In 2008, BC took in a record $2.4 billion (€1.75b) from these leases, which is now its biggest source of royalties’ income.
Fracking is also in high demand in the Bakken natural gas field in southern Saskatchewan, where 1,000 wells have been drilled and fracked over the past five years. PSAC is predicting 1,935 new wells will be drilled there in 2010, and 300 new wells in Manitoba. As a result, Alberta has just announced that it is removing environmental and regulatory “hurdles” in order to entice the natural-gas industry back.

Huge shale developments are also planned for Quebec, New Brunswick and Nova Scotia. The Utica shale gas field in Quebec covers an area of 5,000sq.km (1,930sq.m) that runs along the St. Lawrence River from Montreal to Quebec City.

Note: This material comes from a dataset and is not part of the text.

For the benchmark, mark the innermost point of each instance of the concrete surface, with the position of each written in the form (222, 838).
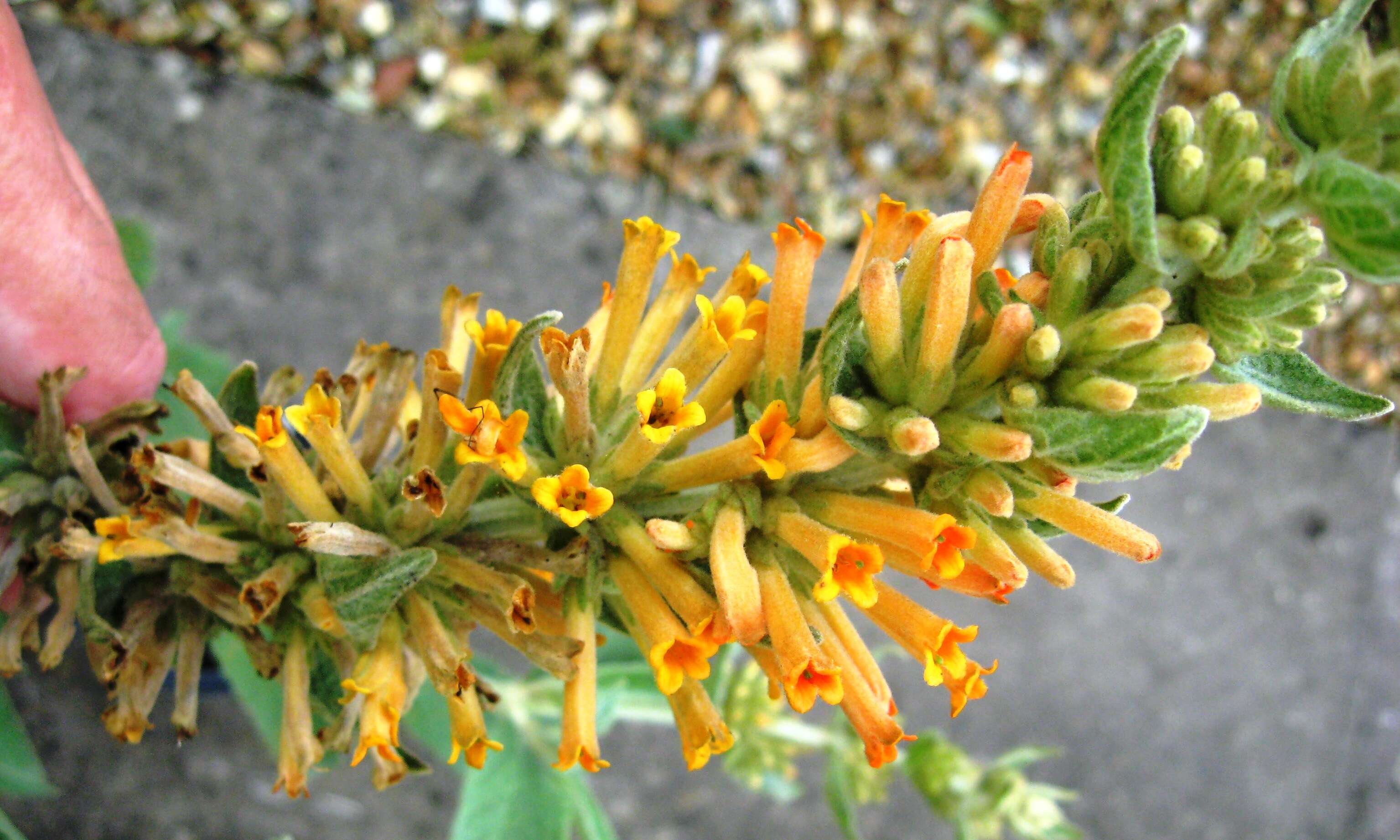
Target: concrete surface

The industry is especially interested in the Utica shale because it is close to the New York City market, with export capacity available on TransCanada Corp.’s pipeline system. If the US curtails natural gas development in the Marcellus shale, the Utica could provide gas to the New York market.

Horizontal Drilling AddedThe newest technology used by the industry increases the scope of fracking. By drilling horizontal wells, where the drill bit is steered along a horizontal trajectory, the well bore is exposed to as much of the shale gas reservoir as possible. Combined with hydraulic fracturing, the two technologies create many kilometres of contact area for natural gas to flow into a well, giving the operator a fast payback.

BC energy activist Arthur Caldicott, a frequent contributor to the Watershed Sentinel, explained by email: Fracking “is a nearly-continuous operation in shale gas production. Wells may be fracked up to seventeen times along their entire length.”

Now some geologists are saying that the use of horizontal drilling and fracking for shale production exhausts the well within a mere eight years, with a decline in output of 75 percent in the first year alone. Some are even calling the sector “a speculative bubble.”

In other words, the drilling and fracking endanger the groundwater and deplete rivers and lakes all for a quick payoff to the industry and the province, after which the taxpayer is left with the clean up.
A new report from BC Auditor-General John Doyle states that the BC oil and gas commission must “improve its oversight” of the industry in order to adequately manage the risks of contamination during drilling, production and final site restoration. The minimum cost to restore one well site is $100,000 (€74,000).

While natural gas is touted as a “clean energy” source, the method of extracting this fossil fuel is dirty indeed.